Lastly, do we have redundancy in manufacturing capabilities? Can we migrate production to a second site if a fire or some weather-related calamity shuts down the site?
These single sources are only a piece of our internal landscape. Thinking broader, our support functions can provide a risk input as well. Leading and lagging indicators can be found in HSE, HR, and Regulatory. Finally, don’t forget to leverage sales data. Are sales exceeding the plan? Is manufacturing running out of capacity sooner than expected? Do the materials ordering plans need to be adjusted? Has there been a shift in customer ordering patterns that necessitates a change in manufacturing?

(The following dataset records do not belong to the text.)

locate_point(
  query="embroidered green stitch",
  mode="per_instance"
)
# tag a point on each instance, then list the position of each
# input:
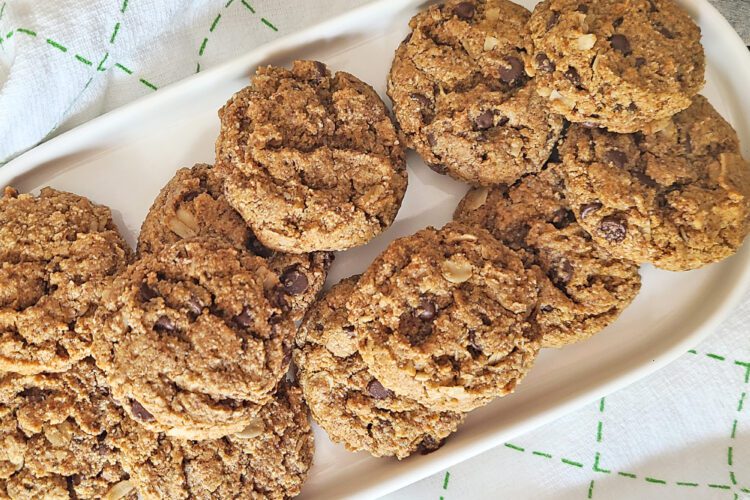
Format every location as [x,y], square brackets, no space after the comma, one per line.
[57,45]
[268,23]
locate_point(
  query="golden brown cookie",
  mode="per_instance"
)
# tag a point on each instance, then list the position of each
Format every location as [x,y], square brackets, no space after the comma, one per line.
[626,65]
[584,289]
[445,317]
[312,160]
[679,198]
[193,204]
[346,400]
[195,338]
[268,460]
[55,434]
[56,251]
[462,98]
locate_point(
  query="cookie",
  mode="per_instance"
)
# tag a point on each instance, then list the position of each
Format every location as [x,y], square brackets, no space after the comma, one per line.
[584,288]
[268,460]
[195,338]
[193,204]
[55,434]
[445,317]
[461,96]
[311,160]
[56,250]
[626,65]
[346,400]
[678,198]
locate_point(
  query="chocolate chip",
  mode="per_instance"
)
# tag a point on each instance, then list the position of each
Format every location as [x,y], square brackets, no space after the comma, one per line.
[561,272]
[484,121]
[513,71]
[544,64]
[553,18]
[140,412]
[164,324]
[377,391]
[429,444]
[34,394]
[427,309]
[256,247]
[464,10]
[613,228]
[616,158]
[620,43]
[589,208]
[147,293]
[572,75]
[562,218]
[294,281]
[245,318]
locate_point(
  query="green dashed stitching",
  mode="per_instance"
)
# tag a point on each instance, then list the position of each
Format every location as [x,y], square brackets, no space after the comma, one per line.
[57,45]
[248,6]
[268,23]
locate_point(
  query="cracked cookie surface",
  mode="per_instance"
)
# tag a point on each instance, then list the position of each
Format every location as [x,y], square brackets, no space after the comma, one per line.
[626,65]
[462,98]
[195,338]
[56,251]
[346,400]
[678,198]
[311,160]
[193,204]
[445,317]
[583,288]
[55,434]
[268,460]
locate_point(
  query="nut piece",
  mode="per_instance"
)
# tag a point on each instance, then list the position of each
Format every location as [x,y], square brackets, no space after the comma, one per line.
[585,42]
[457,271]
[253,429]
[476,198]
[118,491]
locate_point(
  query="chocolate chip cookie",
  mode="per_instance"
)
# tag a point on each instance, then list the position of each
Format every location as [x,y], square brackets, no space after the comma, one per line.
[269,459]
[55,434]
[462,98]
[193,204]
[56,250]
[312,160]
[195,338]
[346,400]
[679,198]
[445,317]
[584,288]
[626,65]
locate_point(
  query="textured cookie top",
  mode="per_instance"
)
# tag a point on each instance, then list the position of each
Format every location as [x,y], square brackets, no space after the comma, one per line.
[55,434]
[583,288]
[193,204]
[312,160]
[56,249]
[626,65]
[462,98]
[445,317]
[268,460]
[194,338]
[346,400]
[679,198]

The External: Data from outside the company
Often, news from external sources drives us to action concerning business continuity. Most likely, we learn of the event as it has happened. A hurricane, a gas explosion, and we react to the possible impacts as it filters through the organization. However, many external sources can offer information on the landscape and trends that we can leverage as leading indicators. There can be single reports based on sectors such as transportation or labor statistics, which could influence the company or its suppliers. Indeed, several companies provide commercial data, analytics, and insights on a supplier’s financial and trade compliance risks and who they supply, and who supplies to them. There are also large insurance companies that collect risk data and provide analytics either as reports or subscription services.
Putting it all together
With this landscape of internal and external data, we have numerous sources to leverage. Many offer their own trends, which can act as leading indicators, “is this supplier going to continue to underperform,” “what is the trend for the OEE of a new production line,” “am I seeing a decrease in transportation capacity?” But other data points will seem more like lagging indicators. What we need is a way to integrate all of the pieces of information. I recommend thinning down the list to what makes sense. Start and then iterate based on the performance of the analytics. It also makes sense to have a mix of internal and external data. Also, consider how often information is updated and evaluate if it will apply to the company and products. Once data sources are in place and a collection mechanism, it is time to leverage analytics. Anywhere from Excel to AI. It also makes sense to weigh the impacts to offer a balanced perspective on all influences, which could provide a risk rating. The ultimate goal is a total risk score which could also be shown as a heatmap. Once in this format, aggregate across a particular portfolio or dive into the product, process, or material granularity. If a certain vendor is identified as struggling financially, what is the impact across the supply and portfolio of products? If a certain manufacturing site is seeing an increased number of audit observations, again, how does that impact the capacity risk and portfolio of products? Does the vendor map from an external analytics company show the supplier is doing fine, but several tiers down, there is a supply disruption brewing that will eventually work its way through to the company? The advantage of integrating the various data sources is that, individually, no alarm bells may be going off, but multiple aggregate pressures put the products at risk. This is the power of analytics and offers the ability to develop leading indicators, buying us the time to develop plans and successfully respond instead of reacting.